Rectangles in a $n \times n$ grid and the sum of the first $n$ cubes: a geometric connection?

So it would take some effort to create the figure, but here is the math.

Let $N_k=\{i| 1\leq i \leq k\}$.

Consider an $(n+1)$x$(n+1)$ grid of points $\{(i,j)| \{i,j\}\subset N_{n+1}\}$ . The number of rectangles with vertices on those points is $\sum_{i=1}^n i^3$. If we consider the upper left subgrid of $n$x$n$ points, there are $\sum_{i=1}^{n-1} i^3$ rectangles within the upper left $n$x$n$ subgrid.
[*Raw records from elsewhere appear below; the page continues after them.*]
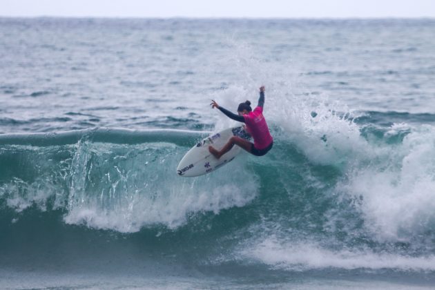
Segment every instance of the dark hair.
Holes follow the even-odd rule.
[[[252,111],[252,108],[251,108],[251,102],[246,101],[244,103],[239,104],[239,107],[237,108],[237,111],[242,112],[244,110],[246,110],[248,112]]]

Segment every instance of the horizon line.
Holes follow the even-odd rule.
[[[38,19],[38,18],[61,18],[61,19],[276,19],[276,20],[289,20],[289,19],[435,19],[435,16],[291,16],[291,17],[244,17],[244,16],[95,16],[95,15],[1,15],[0,18],[25,18],[25,19]]]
Subtracting, we find that there are exactly $n^3$ rectangles with a vertex on either 1) the right side of the $(n+1)$x$(n+1)$ grid or 2) the bottom of the $(n+1)$x$(n+1)$ grid. Call this set of rectangles $S$. We will group these $n^3$ rectangles into two disjoint sets: set $R$ - the rectangles with a vertex on the right side of the $(n+1)$x$(n+1)$ grid, and set $B$ - the rectangles with a vertex on the bottom of the $(n+1)$x$(n+1)$ grid that do not have a vertex on the right side of the grid.
$$S=R\cup B.$$

SET R

We can further divide set $R$ into $n$ disjoint subsets:

• subset $R_1$ the rectangles whose upper right vertex is $(n+1,n+1)$,
• subset $R_2$ the rectangles whose upper right vertex is $(n+1,n)$,
• ...
• subset $R_{n-1}$ the rectangles whose upper right vertex is $(n+1,3)$, and
• subset $R_n$ the rectangles whose upper right vertex is $(n+1,2)$.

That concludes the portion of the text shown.